Canadians fight for access to expensive life-changing drug to treat rare muscular disease
People with a rare and progressive disease causing paralysis and death are fighting for access to a newly approved drug.
Nusinersen, sold under the name Spinraza, is the only approved treatment for spinal muscular atrophy (SMA). The drug can stop and even reverse symptoms.
Health Canada has approved the drug, but it is only covered for a small subset of patients who have Type 1 SMA, the most severe form of the disease, and who are diagnosed before they turn seven months.
The treatment is financially inaccessible for most: it costs $750,000 for the first year and $350,000 for each year thereafter. Most insurance plans won't cover it and provinces say they can't afford to either.

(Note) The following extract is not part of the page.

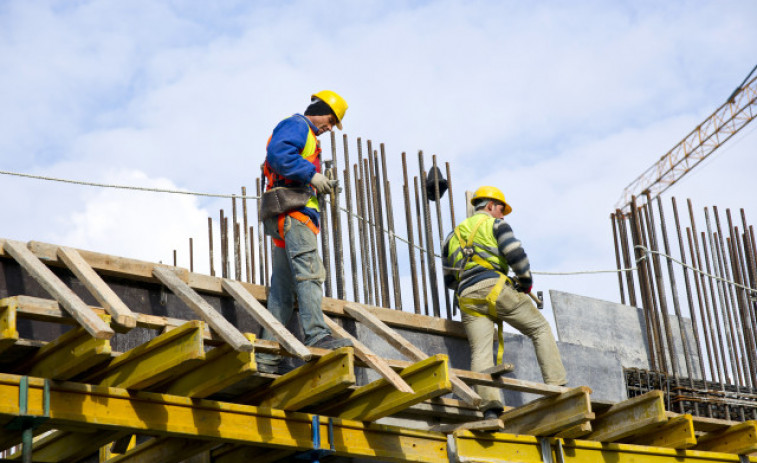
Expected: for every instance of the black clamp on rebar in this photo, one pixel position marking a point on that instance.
(317, 452)
(25, 422)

The SMA community is now rallying the government to broaden the coverage - taking their fight to Ottawa and here to Montreal on Wednesday.
Parents of patients, those living with SMA, and doctors said something needs to be done to broaden the coverage for all who need this life-changing treatment.
“Whether it's end-of-life, newly diagnosed, crisis during life, parents that are having a hard time holding on to hope… because year after year, we're waiting for a treatment that's finally here. My own daughter is 21 years old. We've done many fundraisers and we have attended many funerals,” said Susi Vander Wyk of Cure SMA Canada.
Quebec estimates that it would cost the province $9.3 million a year to cover the treatment, and said it can't do anything until the cost comes down.
Cure SMA Canada is encouraging provinces to work together with Health Canada to negotiate a better price from the manufacturer.